Explainer
What is confidential computing?
Confidential computing is a hardware feature that encrypts a virtual machine's memory while it's running. The cloud provider — the hypervisor, the host kernel, the physical machine — cannot read the VM's memory. The encryption is performed by the CPU itself; the keys never leave the silicon.
Without confidential computing, your cloud provider can always read your data in memory. With it, they see only ciphertext.
| Technology | Vendor | What it does | Availability |
|---|---|---|---|
| AMD SEV-SNP | AMD | Encrypts VM memory; attests the launch was untampered | Azure DCasv5, GCP N2D |
| Intel TDX | Intel | Trust Domain extensions; encrypts + isolates from host | GCP C3, Azure DCesv5 |
| Arm CCA | Arm | Realm management; memory encryption + attestation | Maturing (future) |
Why agents
Why this matters for AI agents
An autonomous agent is a special case in the threat model:
- It runs untrusted code — generated from a prompt, a tool call, or adversarial input.

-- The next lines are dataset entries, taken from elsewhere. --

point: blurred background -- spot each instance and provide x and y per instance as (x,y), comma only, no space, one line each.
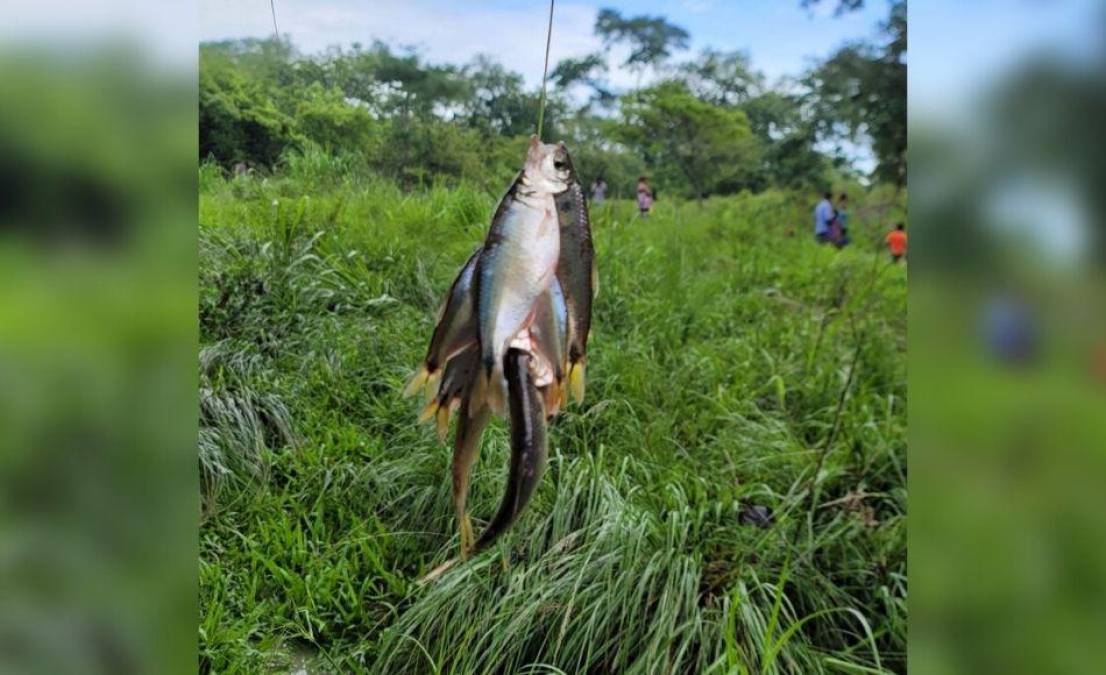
(1008,341)
(97,338)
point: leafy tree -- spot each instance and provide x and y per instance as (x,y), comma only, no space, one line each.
(587,71)
(238,120)
(861,91)
(709,146)
(496,102)
(651,39)
(722,78)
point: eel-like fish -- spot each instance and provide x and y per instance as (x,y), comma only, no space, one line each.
(512,332)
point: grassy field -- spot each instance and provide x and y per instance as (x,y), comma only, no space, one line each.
(732,364)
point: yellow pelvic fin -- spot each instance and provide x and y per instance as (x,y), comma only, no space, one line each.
(576,381)
(417,381)
(442,422)
(434,383)
(428,412)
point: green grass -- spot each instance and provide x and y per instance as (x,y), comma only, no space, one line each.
(730,360)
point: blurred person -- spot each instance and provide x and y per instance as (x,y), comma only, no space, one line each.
(838,227)
(644,196)
(1009,330)
(896,242)
(598,190)
(823,216)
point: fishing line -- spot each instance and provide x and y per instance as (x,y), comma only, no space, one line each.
(272,6)
(545,71)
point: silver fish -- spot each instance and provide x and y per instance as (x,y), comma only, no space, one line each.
(519,262)
(576,272)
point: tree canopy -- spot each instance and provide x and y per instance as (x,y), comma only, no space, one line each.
(708,124)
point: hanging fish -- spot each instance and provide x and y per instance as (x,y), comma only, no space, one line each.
(505,333)
(577,274)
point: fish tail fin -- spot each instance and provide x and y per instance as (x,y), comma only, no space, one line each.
(496,396)
(417,381)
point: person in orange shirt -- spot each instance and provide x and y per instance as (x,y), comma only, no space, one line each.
(896,242)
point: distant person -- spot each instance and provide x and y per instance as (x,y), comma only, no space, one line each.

- It touches sensitive data — credentials, PII, proprietary data, all in memory.
- It runs on infrastructure you don't fully control — the cloud provider's hypervisor can read the VM's memory.
Without confidential computing
Attestation
The two-layer binding
Layer 1 — hardware anchoring
The AMD VCEK-signed SNP report → VCEK chain validated to the genuine AMD Milan ARK → SHA256(var_data) == REPORT_DATA[..32] → binds the vTPM AK into the hardware-signed report.
Layer 2 — freshness + nonce binding
A tpm2_quote under the AK → signature covers a TPM2B_ATTEST embedding SHA256(canonical_report_data) → binds the per-workspace context to a fresh, unreplayable quote. Only the live, hardware-anchored AK could sign it.
Both layers must hold for the control plane to release the DEK.
Single-CVM-direct
Why not nesting?
AMD SEV-SNP strips the hardware virtualization extensions from the leaf guest. A confidential VM cannot also be a hypervisor. Verified on silicon: /dev/kvm is absent on a DCasv5; the svm CPU flag is zero.
So the confidential tier runs the workspace directly inside the CVM — no nested microVM. The CVM is the boundary. OpenShell provides in-process governance. One CVM per sensitive workspace.